Friday, April 3, 2009

The Retrospective Series- 3: Banging Our Own Drum, An Excerpt from "Banging Our Own Drum"

Copyright 1978-All Rights Reserved

Author's Note: This is an excerpt from my first published writing. The editor asked me to write it for a community magazine when I was living in Evansville, Indiana. All the pieces published on my blog under "The Retrospective Series" are pieces I wrote years ago. You'll be able to tell when by the copyright dates.

Banging Our Own Drum

John W. Vandercook, in his book, Tom-Tom, said: "A race is like a man; until it uses its own talents, takes pride in its own history, loves its own memories, it can never fulfill itself completely."

Black people must explore and keep alive our own cultural heritage. This heritage must be passed on to our children so they, in turn, can pass it on to their children. It's been said that Culture is nothing if it's not communicated. By handing down our cultural traditions, we understand our common desires, values, strengths, fears, and hopes. We discover how much we share--our views about good and evil, what is just and what is unjust, what is sensible and what is ridiculous, what is valuable and must be guarded with care, what is vain or pompous and needs discarding...what moves us to joy or to grief, to laughter, to rage...what leaves us cold and unmoved... what fires us up.

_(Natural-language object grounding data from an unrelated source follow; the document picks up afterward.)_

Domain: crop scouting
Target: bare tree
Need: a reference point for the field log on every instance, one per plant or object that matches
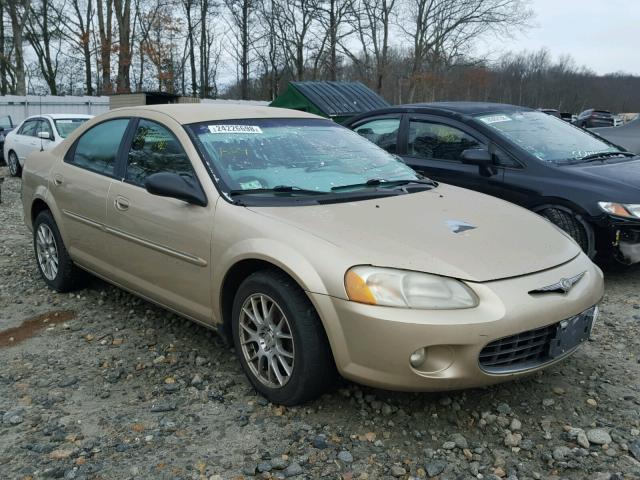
(79, 23)
(334, 14)
(372, 24)
(242, 14)
(440, 28)
(18, 13)
(4, 63)
(105, 26)
(122, 11)
(293, 27)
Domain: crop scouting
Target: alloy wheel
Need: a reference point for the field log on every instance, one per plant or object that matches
(47, 252)
(266, 340)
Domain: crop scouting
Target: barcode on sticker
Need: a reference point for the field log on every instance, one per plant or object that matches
(234, 129)
(495, 119)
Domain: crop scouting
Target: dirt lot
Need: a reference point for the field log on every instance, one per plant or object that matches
(102, 385)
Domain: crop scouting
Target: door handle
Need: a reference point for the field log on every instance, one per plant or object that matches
(121, 203)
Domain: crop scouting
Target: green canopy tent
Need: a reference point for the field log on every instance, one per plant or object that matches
(338, 101)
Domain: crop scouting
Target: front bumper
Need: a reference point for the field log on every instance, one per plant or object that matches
(372, 345)
(620, 238)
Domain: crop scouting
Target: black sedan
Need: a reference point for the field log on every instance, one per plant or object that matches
(586, 186)
(593, 118)
(6, 125)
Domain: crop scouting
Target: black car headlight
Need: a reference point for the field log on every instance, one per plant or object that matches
(629, 210)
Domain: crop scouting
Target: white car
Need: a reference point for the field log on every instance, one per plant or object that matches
(39, 132)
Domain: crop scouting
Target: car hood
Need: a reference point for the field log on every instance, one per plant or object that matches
(625, 173)
(447, 231)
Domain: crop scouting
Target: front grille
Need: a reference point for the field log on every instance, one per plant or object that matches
(518, 352)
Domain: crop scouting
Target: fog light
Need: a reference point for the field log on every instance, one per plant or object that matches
(417, 358)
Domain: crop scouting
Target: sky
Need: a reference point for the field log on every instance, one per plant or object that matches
(599, 34)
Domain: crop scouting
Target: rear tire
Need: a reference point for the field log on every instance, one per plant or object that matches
(574, 227)
(54, 263)
(14, 164)
(284, 353)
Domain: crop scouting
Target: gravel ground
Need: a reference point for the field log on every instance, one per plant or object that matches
(102, 385)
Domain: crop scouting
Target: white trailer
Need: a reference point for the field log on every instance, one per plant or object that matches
(21, 107)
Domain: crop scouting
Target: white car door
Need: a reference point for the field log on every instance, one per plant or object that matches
(26, 139)
(47, 127)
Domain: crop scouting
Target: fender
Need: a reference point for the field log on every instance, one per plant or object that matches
(281, 255)
(579, 215)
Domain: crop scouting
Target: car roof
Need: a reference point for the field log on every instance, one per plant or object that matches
(468, 108)
(194, 113)
(56, 116)
(445, 108)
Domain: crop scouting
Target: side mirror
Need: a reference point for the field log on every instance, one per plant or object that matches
(480, 157)
(172, 185)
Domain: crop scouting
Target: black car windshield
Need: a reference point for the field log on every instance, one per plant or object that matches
(294, 157)
(548, 138)
(65, 126)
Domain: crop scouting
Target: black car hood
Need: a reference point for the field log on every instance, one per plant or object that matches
(621, 176)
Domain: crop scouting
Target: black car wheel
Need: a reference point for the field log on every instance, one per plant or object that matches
(54, 263)
(280, 339)
(574, 226)
(14, 164)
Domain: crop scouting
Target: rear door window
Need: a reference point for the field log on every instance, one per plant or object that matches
(97, 148)
(430, 140)
(155, 149)
(382, 131)
(45, 126)
(29, 128)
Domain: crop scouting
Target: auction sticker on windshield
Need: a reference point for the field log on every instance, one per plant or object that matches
(495, 119)
(234, 129)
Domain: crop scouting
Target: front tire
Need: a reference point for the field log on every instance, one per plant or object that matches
(573, 226)
(14, 165)
(280, 339)
(54, 263)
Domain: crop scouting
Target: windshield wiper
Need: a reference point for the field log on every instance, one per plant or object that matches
(276, 189)
(600, 155)
(377, 182)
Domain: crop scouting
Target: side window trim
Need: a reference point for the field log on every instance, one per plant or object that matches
(72, 150)
(125, 146)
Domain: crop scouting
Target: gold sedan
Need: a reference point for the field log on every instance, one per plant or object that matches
(311, 248)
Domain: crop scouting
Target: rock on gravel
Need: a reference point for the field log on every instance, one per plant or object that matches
(598, 436)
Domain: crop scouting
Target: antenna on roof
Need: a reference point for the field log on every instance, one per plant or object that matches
(41, 142)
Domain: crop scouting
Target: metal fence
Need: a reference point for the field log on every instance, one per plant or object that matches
(21, 107)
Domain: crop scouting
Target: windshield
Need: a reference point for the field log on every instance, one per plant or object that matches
(5, 122)
(547, 137)
(308, 156)
(65, 126)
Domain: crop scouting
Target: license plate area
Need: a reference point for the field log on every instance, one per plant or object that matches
(570, 333)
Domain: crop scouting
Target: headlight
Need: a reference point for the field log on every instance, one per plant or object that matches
(402, 288)
(621, 209)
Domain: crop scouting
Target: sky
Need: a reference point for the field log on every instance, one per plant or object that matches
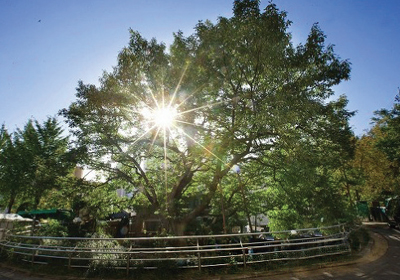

Through our traditions, our cultural legacy, we find the key to our common identity and our humanity. We must pass our heritage on...because it is there that we find the image and reflection of ourselves. It is there that we find our history, our memories--which can lead us to self-love, rather than self-hate. It is there that we can find something denied and lost for so long: pride in being Black.